Report Summary

Title: Medication Management Deficiencies after the New Electronic Health Record Go-Live at the Mann-Grandstaff VA Medical Center in Spokane, Washington
Report Number: 21-00656-110 Download
Report
Issue Date: 3/17/2022
City/State: Spokane, WA
VA Office: Veterans Health Administration (VHA)
Report Author: Office of Healthcare Inspections
Report Type: Hotline Healthcare Inspection
Release Type: Unrestricted
Summary:

This report details the OIG’s healthcare inspection to assess a range of allegations regarding medication management deficiencies and potential patient safety issues associated with implementation of the new electronic health record (new EHR) at the Mann-Grandstaff VA Medical Center in Spokane, Washington.

The OIG found that the new EHR implementation was deficient in numerous areas affecting medication management, including (1) data migration issues leading to inaccurate contact information and medication lists; (2) medication order processes erroneously discontinuing certain medications, permitting registered nurses to enter orders without authorization, and failing to notify providers of important prescribing information; and (3) medication reconciliation processes being impeded by incomplete medication lists that led to staff developing time-consuming workarounds, which increased risks of errors.

Many of the medication management deficiencies remained unresolved during the OIG’s inspection from January to early June 2021. Although the OIG did not identify any associated patient deaths during this inspection, deployment of the new EHR without resolution of deficiencies may present risks to patient safety and affect providers’ treatment decisions.

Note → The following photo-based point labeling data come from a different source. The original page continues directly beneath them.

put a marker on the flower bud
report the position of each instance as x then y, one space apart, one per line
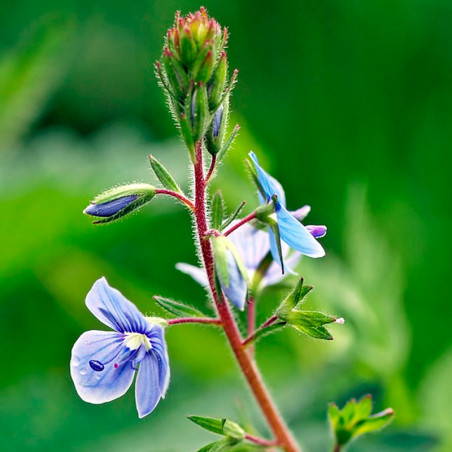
119 201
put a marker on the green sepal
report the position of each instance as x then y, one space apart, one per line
164 176
228 143
223 426
200 111
295 298
220 249
223 445
355 419
177 308
144 193
233 216
218 81
187 135
217 210
310 323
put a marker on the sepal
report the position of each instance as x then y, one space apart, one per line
230 270
355 419
119 201
164 176
217 210
177 308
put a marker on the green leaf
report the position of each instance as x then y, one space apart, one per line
164 176
228 143
293 299
355 420
223 427
310 323
217 210
233 216
177 308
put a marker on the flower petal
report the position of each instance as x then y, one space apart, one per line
157 338
252 244
317 231
296 235
114 310
106 349
237 289
269 184
198 274
147 387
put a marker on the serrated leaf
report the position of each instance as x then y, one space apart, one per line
223 426
374 423
217 210
164 176
209 423
233 216
177 308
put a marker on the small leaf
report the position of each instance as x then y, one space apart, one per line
217 210
177 308
354 420
164 176
228 143
223 427
374 423
233 216
310 323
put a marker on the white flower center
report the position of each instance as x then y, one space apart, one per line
135 340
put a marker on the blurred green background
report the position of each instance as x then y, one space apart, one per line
349 105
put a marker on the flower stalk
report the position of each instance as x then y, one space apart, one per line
246 363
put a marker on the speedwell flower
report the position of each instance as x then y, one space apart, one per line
104 363
291 231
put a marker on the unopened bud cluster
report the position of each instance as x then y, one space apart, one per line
193 72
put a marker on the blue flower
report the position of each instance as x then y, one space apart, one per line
291 231
104 363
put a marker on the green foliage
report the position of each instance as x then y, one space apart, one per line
355 419
177 308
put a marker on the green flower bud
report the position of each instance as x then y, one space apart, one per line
119 201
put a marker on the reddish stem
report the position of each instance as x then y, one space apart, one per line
251 320
246 363
212 168
174 194
248 218
252 335
261 441
194 320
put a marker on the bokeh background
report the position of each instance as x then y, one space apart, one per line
349 105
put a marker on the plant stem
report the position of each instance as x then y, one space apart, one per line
249 217
251 321
245 362
260 441
252 335
212 168
174 194
208 321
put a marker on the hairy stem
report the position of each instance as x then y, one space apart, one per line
205 320
248 218
186 201
245 362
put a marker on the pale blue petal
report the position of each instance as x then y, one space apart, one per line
114 310
198 274
296 236
147 387
237 288
157 338
274 274
252 244
106 348
269 184
317 231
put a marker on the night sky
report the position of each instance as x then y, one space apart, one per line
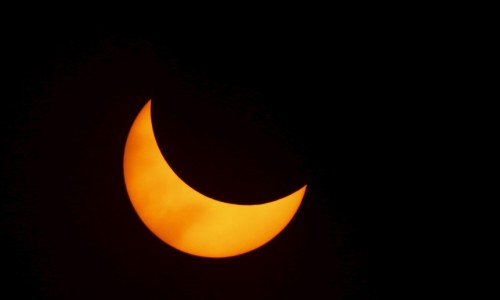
244 117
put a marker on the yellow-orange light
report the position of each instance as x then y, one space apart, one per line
184 218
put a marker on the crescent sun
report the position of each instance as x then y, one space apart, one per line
186 219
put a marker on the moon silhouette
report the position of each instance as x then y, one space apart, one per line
186 219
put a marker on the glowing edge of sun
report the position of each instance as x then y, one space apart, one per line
186 219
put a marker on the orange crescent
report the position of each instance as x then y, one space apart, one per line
186 219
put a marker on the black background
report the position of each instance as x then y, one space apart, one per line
263 111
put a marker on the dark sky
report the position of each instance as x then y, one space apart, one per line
245 117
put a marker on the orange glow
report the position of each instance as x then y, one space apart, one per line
186 219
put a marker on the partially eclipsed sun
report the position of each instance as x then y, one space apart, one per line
184 218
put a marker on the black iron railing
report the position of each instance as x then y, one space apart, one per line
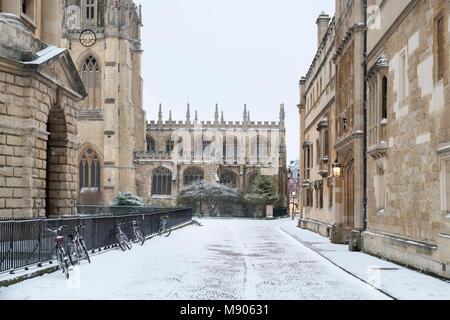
280 212
26 242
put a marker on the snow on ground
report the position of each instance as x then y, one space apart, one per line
226 259
398 281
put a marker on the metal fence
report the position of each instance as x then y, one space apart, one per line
26 242
280 212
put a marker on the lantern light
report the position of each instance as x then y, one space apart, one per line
337 169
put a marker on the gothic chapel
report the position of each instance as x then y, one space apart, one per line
103 38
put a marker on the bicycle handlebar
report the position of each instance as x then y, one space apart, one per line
55 231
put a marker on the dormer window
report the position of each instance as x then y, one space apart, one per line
90 10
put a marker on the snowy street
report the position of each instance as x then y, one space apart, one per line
225 259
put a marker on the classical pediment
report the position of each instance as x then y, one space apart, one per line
61 70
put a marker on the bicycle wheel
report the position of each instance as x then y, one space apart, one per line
61 256
168 230
127 242
121 242
140 236
74 257
83 247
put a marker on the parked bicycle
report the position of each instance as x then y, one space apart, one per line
61 257
164 227
77 249
122 238
137 232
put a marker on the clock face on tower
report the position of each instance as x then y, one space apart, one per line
88 38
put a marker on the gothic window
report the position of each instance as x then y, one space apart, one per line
89 170
254 150
377 107
384 98
151 145
170 145
90 10
193 174
262 147
440 48
230 149
228 178
318 155
198 147
403 79
326 144
28 8
162 181
90 75
252 178
380 188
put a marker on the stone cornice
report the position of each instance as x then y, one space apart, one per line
357 27
342 142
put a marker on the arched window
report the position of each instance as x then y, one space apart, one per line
162 181
254 150
229 178
384 98
151 144
170 145
230 149
89 170
90 75
90 10
262 146
252 178
193 174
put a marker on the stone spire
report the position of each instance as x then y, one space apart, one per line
245 116
282 115
216 114
160 113
188 115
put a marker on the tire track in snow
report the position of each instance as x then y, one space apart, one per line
250 278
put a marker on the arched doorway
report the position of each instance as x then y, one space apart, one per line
90 177
162 182
349 196
192 174
229 178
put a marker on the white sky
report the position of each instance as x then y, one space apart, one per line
229 52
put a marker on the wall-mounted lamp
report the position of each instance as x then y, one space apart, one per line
337 169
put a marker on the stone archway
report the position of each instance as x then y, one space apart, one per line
349 196
60 182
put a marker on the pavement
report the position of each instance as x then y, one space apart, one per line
394 280
231 259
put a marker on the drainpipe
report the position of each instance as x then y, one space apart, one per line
365 119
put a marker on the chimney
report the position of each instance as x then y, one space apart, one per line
322 26
302 85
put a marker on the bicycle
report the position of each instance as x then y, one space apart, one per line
138 234
164 226
61 257
122 238
78 246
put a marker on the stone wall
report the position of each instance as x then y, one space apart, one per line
412 227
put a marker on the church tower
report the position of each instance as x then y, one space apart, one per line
103 38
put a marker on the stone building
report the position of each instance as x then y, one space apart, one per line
408 117
179 153
103 38
348 141
408 175
39 94
317 127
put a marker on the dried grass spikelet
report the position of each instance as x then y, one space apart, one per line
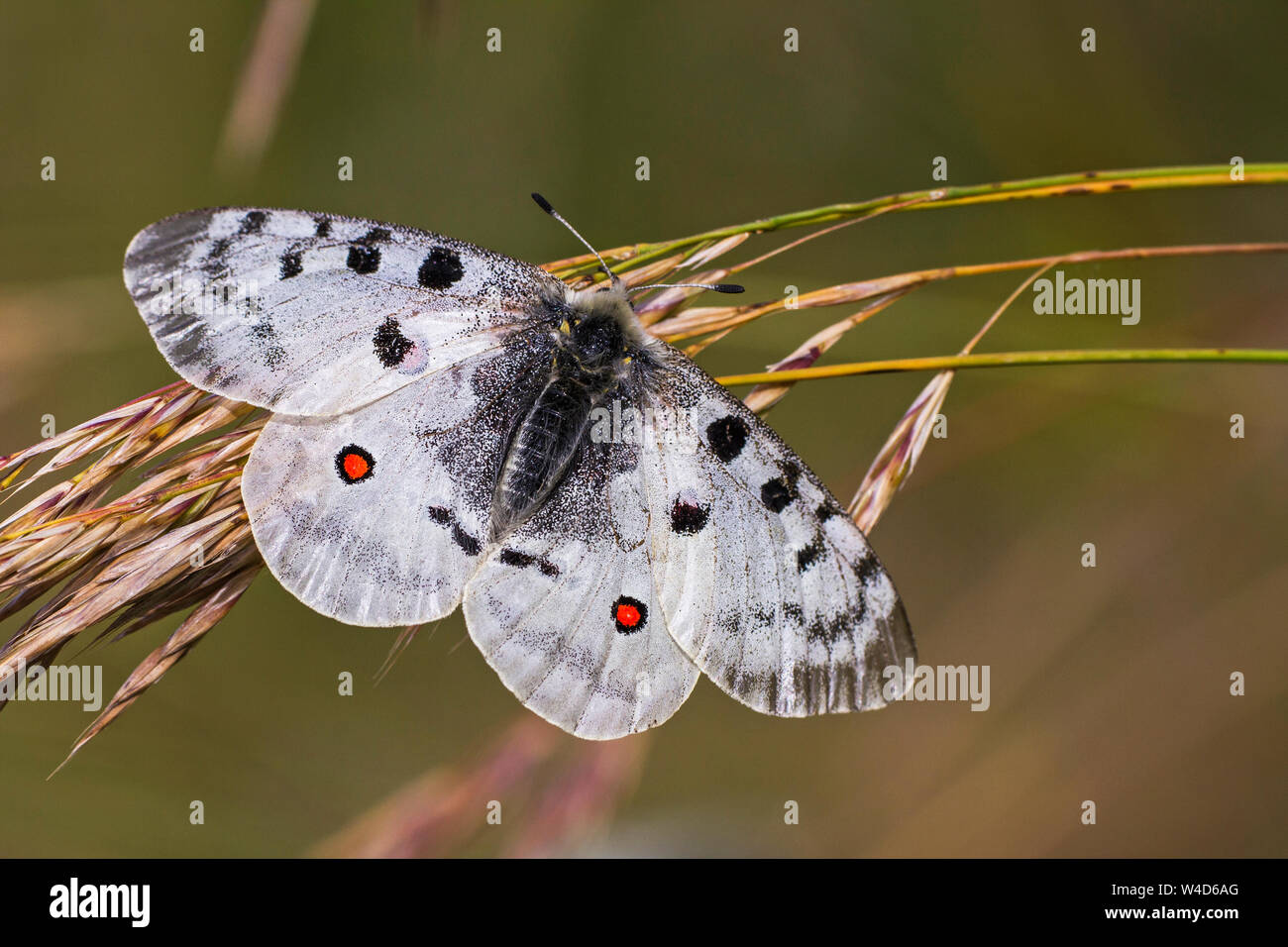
150 523
149 519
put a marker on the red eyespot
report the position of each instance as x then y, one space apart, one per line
629 615
355 464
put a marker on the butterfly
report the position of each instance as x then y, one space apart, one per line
446 433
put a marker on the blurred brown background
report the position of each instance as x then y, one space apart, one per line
1109 684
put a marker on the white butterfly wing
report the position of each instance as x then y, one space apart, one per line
566 611
378 515
764 579
317 315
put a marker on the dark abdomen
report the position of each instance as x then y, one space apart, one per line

Findings can be found in two companion reports related to clinical care coordination issues after going live, concerns identified with the process for addressing “tickets” for resolving problems, and factors that contributed to deficiencies.

The OIG made two recommendations to the Deputy Secretary: Ensure that substantiated and unresolved allegations are reviewed and addressed, and notify the OIG of any other medication management issues identified after the healthcare inspection. VA concurred with the first recommendation but not with the second, stating the recommendation creates a continuous reporting requirement to the OIG that prevents its closure. The OIG reminded the VA of its duty to provide this information and will close the recommendation when VA demonstrates an effective and sustainable process to identify and address patient safety issues.